Bajaj Pulsar NS400Z vs competition: price

Bajaj Pulsar NS400Z Triumph Speed 400 Bajaj Pulsar NS200 Honda CB300F Royal Enfield Classic 350
Price Rs 1.85 lakh (introductory, ex-showroom, Delhi) Rs 2.34 lakh (ex-showroom, Delhi) Rs 1.58 lakh (ex-showroom, Delhi) Rs 1.70 lakh (ex-showroom, Delhi) Rs 1.93 lakh - Rs 2,25 lakh (ex-showroom, Delhi)

Compared to the Pulsar NS200, the NS400Z costs just Rs 28,000 more and gives you nearly twice the capacity, power and torque which makes it great value.
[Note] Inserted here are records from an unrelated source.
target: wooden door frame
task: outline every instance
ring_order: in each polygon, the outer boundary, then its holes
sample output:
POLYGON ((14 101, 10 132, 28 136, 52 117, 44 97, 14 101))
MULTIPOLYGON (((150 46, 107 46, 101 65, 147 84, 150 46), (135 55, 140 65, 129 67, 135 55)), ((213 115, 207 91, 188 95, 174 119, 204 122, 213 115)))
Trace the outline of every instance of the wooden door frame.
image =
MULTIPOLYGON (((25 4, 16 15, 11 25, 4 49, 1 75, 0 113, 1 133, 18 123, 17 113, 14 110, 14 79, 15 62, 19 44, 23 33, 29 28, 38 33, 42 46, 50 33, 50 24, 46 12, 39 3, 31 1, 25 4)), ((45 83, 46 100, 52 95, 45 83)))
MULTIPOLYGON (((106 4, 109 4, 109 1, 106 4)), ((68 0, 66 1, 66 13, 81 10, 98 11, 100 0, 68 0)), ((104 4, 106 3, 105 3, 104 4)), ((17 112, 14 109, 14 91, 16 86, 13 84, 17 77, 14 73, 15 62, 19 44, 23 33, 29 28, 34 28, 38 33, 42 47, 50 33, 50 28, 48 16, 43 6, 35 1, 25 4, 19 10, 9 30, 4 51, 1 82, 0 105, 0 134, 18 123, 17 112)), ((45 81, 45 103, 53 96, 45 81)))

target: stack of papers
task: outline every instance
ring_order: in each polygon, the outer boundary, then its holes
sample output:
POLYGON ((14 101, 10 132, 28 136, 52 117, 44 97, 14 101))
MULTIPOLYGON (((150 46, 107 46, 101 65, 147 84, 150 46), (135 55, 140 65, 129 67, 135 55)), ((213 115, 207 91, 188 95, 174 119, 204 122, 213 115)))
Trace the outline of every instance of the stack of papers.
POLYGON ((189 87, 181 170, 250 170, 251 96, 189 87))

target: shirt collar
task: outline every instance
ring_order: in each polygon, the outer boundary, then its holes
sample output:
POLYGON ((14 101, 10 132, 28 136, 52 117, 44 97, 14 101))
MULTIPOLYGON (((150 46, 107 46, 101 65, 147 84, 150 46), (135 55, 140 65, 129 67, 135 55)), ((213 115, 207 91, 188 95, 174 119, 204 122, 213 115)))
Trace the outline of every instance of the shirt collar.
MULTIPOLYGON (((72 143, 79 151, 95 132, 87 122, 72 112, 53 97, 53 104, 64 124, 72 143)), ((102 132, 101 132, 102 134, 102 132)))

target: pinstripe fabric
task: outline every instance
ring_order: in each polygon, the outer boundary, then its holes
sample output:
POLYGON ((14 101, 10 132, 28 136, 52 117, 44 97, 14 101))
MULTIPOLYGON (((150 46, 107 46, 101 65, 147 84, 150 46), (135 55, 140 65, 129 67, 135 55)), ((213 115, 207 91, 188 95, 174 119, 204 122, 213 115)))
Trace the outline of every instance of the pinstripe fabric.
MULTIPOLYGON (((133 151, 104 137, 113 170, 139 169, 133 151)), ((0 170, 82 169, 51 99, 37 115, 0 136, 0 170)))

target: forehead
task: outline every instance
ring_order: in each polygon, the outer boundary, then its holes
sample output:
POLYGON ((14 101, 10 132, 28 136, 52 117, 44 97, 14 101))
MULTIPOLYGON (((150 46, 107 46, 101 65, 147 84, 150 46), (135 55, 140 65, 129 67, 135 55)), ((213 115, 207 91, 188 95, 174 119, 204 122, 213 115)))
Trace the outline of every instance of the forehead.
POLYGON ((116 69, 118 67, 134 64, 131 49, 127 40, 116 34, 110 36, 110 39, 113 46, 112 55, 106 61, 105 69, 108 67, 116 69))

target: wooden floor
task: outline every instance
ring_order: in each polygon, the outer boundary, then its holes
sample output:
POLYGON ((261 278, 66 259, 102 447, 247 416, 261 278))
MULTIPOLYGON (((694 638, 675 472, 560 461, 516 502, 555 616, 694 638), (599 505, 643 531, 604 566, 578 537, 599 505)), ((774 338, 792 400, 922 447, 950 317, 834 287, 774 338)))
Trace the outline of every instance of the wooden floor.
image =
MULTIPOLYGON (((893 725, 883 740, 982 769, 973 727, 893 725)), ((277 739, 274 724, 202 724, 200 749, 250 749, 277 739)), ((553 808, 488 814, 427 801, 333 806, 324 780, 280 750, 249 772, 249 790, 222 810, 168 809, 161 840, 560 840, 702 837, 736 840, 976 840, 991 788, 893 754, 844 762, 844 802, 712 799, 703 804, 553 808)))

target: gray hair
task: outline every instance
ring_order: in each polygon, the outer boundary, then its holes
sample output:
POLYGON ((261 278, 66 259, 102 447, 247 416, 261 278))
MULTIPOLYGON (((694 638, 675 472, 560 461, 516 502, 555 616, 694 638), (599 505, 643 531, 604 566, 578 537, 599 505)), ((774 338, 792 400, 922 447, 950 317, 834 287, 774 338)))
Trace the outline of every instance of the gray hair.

Bajaj has managed to keep the price so competitive thanks to parts sharing with its other models.

The Triumph Speed 400 is the most expensive in this comparison but is still relatively affordable for its capacity. The Classic 350 comes in second and can range from being above or below the 2 lakh mark based on the variant you pick.

The CB300F may seem like great value until you consider its power figures are nearly on par with the Pulsar NS200 which still undercuts it. In case you’re wondering, we’ve intentionally left out motorcycles that may share similar numbers but pose a much bigger price gap to the Pulsar NS400Z such as the TVS Apache RTR 310 and the KTM 250 Duke. So far the Pulsar NS400Z’s price seems to have been well received by the public but its sales success in the Indian market is yet to be seen.